Manage Certificates for HPC Pack 2019 Cluster

There are several certificates used in HPC Pack Cluster for different purposes. Here is a full list:

Certificate Purpose and Description Install Locations
Microsoft HPC Azure Client Used by Head nodes to communicate with Azure PaaS proxy nodes. It's a self-signed certificate auto-generated by HPC Cluster. Head nodes: LocalComputer\Personal
Microsoft HPC Azure Service Used by Azure PaaS proxy nodes to communicate with Head nodes. It's a self-signed certificate auto-generated by HPC Cluster.
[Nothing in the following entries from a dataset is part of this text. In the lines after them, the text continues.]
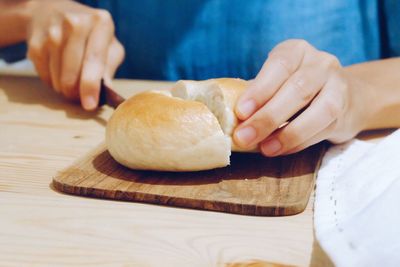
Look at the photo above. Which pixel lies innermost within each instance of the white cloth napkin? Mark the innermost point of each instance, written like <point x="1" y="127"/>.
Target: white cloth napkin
<point x="357" y="204"/>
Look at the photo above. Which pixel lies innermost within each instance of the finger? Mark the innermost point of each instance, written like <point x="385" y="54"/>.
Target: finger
<point x="116" y="54"/>
<point x="95" y="59"/>
<point x="322" y="112"/>
<point x="39" y="55"/>
<point x="282" y="62"/>
<point x="296" y="93"/>
<point x="77" y="29"/>
<point x="55" y="49"/>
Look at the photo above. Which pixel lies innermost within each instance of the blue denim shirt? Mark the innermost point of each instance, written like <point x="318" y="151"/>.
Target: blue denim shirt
<point x="200" y="39"/>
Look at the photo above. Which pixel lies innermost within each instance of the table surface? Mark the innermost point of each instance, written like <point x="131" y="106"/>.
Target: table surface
<point x="40" y="134"/>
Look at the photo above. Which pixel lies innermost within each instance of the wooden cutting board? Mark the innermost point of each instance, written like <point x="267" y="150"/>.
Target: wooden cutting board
<point x="251" y="185"/>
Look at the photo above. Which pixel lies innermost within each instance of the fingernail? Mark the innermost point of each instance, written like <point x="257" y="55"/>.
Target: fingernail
<point x="271" y="147"/>
<point x="89" y="103"/>
<point x="245" y="135"/>
<point x="247" y="108"/>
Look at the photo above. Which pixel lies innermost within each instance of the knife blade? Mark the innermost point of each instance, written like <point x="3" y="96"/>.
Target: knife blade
<point x="108" y="96"/>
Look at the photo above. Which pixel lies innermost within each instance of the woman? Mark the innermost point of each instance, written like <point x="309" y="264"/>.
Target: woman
<point x="73" y="46"/>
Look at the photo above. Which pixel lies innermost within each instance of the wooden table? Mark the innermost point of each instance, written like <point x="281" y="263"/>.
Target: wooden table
<point x="40" y="133"/>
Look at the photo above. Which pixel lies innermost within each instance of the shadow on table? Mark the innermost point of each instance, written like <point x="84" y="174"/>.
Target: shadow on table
<point x="31" y="91"/>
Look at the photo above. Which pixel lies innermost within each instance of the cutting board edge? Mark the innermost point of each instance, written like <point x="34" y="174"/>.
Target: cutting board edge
<point x="204" y="205"/>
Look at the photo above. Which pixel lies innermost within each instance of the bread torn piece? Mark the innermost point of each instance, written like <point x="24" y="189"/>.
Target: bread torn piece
<point x="220" y="96"/>
<point x="186" y="129"/>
Azure proxy nodes: LocalComputer\Personal
Microsoft HPC Azure Management(1) Used by Head node(s) to communicate with Azure Management Service to manage Azure resources in classic mode. Head node(s):
LocalComputer\Personal
LocalComputer\Trusted Root CA (self-signed only)
Azure Portal:
Subscriptions\Management certificates
Azure Service Principal Certificate Used by Head node(s) to communicate with Azure Resource Manager to manage Azure resources in resource manager mode.
You can use the same certificate with Microsoft HPC Azure Management.
Head node(s):
LocalComputer\Personal
Azure Service Principal
HPC Pack Communication Certificate Used for communication by all nodes except Azure PaaS nodes and Azure Batch Pool.
If it is a self-signed certificate, and you plan to use Burst to Azure IaaS VM feature to deploy Azure IaaS compute nodes, you shall also import this certificate into Azure Key Vault so that it can be used Azure IaaS compute nodes to communicate with head node(s).
Windows nodes(2)(3):
LocalComputer\Personal
LocalComputer\Trusted Root CA (self-signed only)
Linux nodes:
/opt/hpcnodemanager/cert
Service Fabric Certificate Used by the head nodes to secure the Service Fabric cluster communication.
By default it uses the same certificate as HPC Pack Communication Certificate.
You can add additional certificates to the Service Fabric cluster.
Head nodes:
LocalComputer\Personal
LocalComputer\Trusted Root CA (self-signed only)
CurrentUser\Personal**(5)**

(1) Cloud Services (classic) is now deprecated for new customers, and it will be retired on August 31st, 2024 for all customers. New deployments should use the new Azure Resource Manager-based deployment model, Azure Cloud Services (extended support).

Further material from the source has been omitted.